No wonder then that Congress vice president Rahul Gandhi summoned Tarun Gogoi to Delhi last weekend and asked him to start preparing for the Assembly polls right now, an unusual eight months before the polls.

There’s another reason for the BJP to be happy over Sarma’s switch over. Sarma was not only the chief strategist of the Congress in Assam, he was also instrumental in Congress’ electoral victories and government-formation in neighboring Northeastern states like Meghalaya, Manipur, Mizoram and Arunachal Pradesh.

He knows many Congress leaders from these states and many of them owe him not inconsiderable favours. Sarma is in a very good position to call in those favors at opportune times. Once the BJP comes to power in Assam, it will be a matter of time, with Himanta Biswa Sarma playing a lead role, before the party increases its footprints in the neighboring states and stages serious bids for power there.

On the flip side, of course, is the taint of some scams on Sarma. He was questioned in the Saradha scam, though no charge sheet had been filed against him. He was also an accused in another scam involving misappropriation of Rs 10,000 crore allocated to the North Cachar Hills Autonomous District Council (of Assam), but here again the probe into the scam did not indict him. The latest allegation was that Sarma was the beneficiary of payouts by Louis Berger to bag a high-value contract for a water supply scheme in Guwahati (Sarma was the Minister-in-charge of the capital city’s development).

But an internal BJP probe, which got information directly from Louis Berger’s headquarters in the USA about the identity of the beneficiaries of payouts, has cleared Sarma. Thus, Sarma faces no immediate threats and if the CBI doesn’t file any charge sheets naming him in the Saradha case, Sarma will have nothing to worry about.

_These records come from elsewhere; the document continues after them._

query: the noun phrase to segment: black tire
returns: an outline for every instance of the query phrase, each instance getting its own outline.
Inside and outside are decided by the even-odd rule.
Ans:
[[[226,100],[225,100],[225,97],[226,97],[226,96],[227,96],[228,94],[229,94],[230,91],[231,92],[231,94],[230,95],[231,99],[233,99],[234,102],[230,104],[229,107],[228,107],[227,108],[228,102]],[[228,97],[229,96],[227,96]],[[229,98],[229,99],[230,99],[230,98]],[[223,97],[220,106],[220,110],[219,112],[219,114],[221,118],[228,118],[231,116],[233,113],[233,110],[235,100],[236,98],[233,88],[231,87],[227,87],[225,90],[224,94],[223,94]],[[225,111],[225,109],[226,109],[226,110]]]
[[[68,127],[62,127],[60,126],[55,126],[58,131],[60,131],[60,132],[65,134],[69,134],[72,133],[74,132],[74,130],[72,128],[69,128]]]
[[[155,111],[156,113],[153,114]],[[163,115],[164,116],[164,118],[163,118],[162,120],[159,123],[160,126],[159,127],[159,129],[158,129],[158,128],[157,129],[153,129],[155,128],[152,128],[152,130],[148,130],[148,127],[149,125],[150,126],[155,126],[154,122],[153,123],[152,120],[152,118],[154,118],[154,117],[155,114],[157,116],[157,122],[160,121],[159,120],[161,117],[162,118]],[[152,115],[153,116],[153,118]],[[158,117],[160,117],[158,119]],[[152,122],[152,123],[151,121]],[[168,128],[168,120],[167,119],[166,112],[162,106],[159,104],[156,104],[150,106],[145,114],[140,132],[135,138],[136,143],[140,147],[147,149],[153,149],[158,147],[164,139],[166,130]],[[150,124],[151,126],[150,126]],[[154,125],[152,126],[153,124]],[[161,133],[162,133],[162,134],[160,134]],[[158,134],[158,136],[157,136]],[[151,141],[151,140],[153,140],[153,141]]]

Admittedly, in popular perception, scam taints often stay on permanently despite courts and probes clearing the accused. But in Sarma’s case, such perceptions, if any, don’t matter due to his popularity, his proven administrative skills and the image of the party he has now joined. He is bound to find himself playing a crucial role in the BJP in the months to come. And that can only be bad news for the Congress not only in Assam, but in the entire North East India as well.

Jayant Chowdhury is an avid observer of and commentator on politics and society in Bengal and eastern, including north-eastern, India.